La démarche indépendantiste n’a pratiquement aucune chance d’aboutir, mais elle met en lumière les frustrations profondes des citoyens de l’arrondissement
L’île de la Gonâve est cloîtrée entre deux bras de mer qui se rejoignent dans la baie de Port-au-Prince. Ses 87 000 habitants vivent dans des conditions très précaires. En sus du manque d’énergie et d’eau potable, l’État est quasi-inexistant sur ce coin de terre.
« La Gonâve est entièrement dépendant du reste du pays qui l’approvisionne via le service des voiliers », se plaint Atherty Augaus journaliste et résident de la commune Anse-à-Galet de l’île.
Sur ce morceau de terre noyé dans l’océan, les infrastructures sanitaires et routières sont déficientes, rendant pénible la vie des citoyens. La Gonâve ne compte que deux policiers. « L’île n’a qu’un seul établissement professionnel, un seul hôpital, un seul lycée », regrette l’infirmière Cherlie Jean, une résidante exténuée des problèmes structurels auxquels fait face La Gonâve depuis des lustres.
Forts de ce constat, des habitants de La Gonâve souhaitent que l’île se détache de la grande terre pour devenir indépendante. Périlleuse et illégale, la démarche prend racine dans des complaintes portées par l’ensemble de l’arrondissement. Elle a cependant peu de chances d’aboutir.
« Après moult réflexions, j’ai fini par constater que l’autodétermination est la seule issue pour sortir de cette spirale de pauvreté qui nous engloutit tous dans la misère sur l’île », pose Vladimir Castor Simon. Il est un des leaders de « Lagonav Endepandan (LAGE) ». Cette structure lancée en 2017 fait de la diplomatie son arme de combat principal.
Il y a deux ans, LAGE a rédigé une pétition pour réclamer le droit à l’autodétermination de l’île au regard des droits internationaux. À date, le document adressé au président Jovenel Moïse, aux Nations Unies, à l’OEA et à la Caricom a recueilli à peine 200 des 500 signatures demandées. « L’autodétermination nous permettra de prendre le destin de l’île, de nous gouverner nous-mêmes et d’être souverains », dit Simon, un jeune vidéaste de l’île.
LAGE a tenté de rallier à sa cause des nations comme le Chili, l’Argentine ou les Bahamas. Dans l’attente de l’aboutissement de ces requêtes, la structure a rédigé l’acte de l’indépendance de l’île, préparé le drapeau et la carte d’identification de ce « nouveau pays ».

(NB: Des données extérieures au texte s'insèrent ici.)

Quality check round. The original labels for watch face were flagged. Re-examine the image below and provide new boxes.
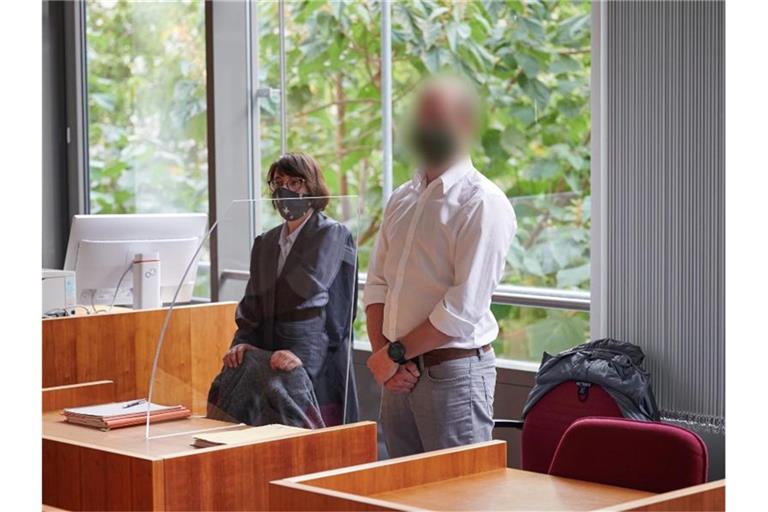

Un aboutissement incertain
Malgré les démarches entreprises, La Gonâve demeure un territoire haïtien, comme écrit dans la Constitution de 1987. « Nous avons fait l’objet de menaces de la part des résidents de La Gonâve qui ne voient pas d’un bon œil le projet d’autodétermination de l’île. Nous en avons aussi reçu de la part d’inconnus qu’on n’arrive pas à identifier jusqu’à date », se plaint Vladimir Castor Simon.
En effet, l’indépendantisme ne parcourt pas l’ensemble des rues de l’ile. Certains comme Atherty Augaus de la commune d’Anse-à-Galet voient le projet avec suspicion et scepticisme. « La réalisation d’un tel projet demande qu’on soit un peuple fort. La Gonâve est dépourvue de tout », fait-il remarquer.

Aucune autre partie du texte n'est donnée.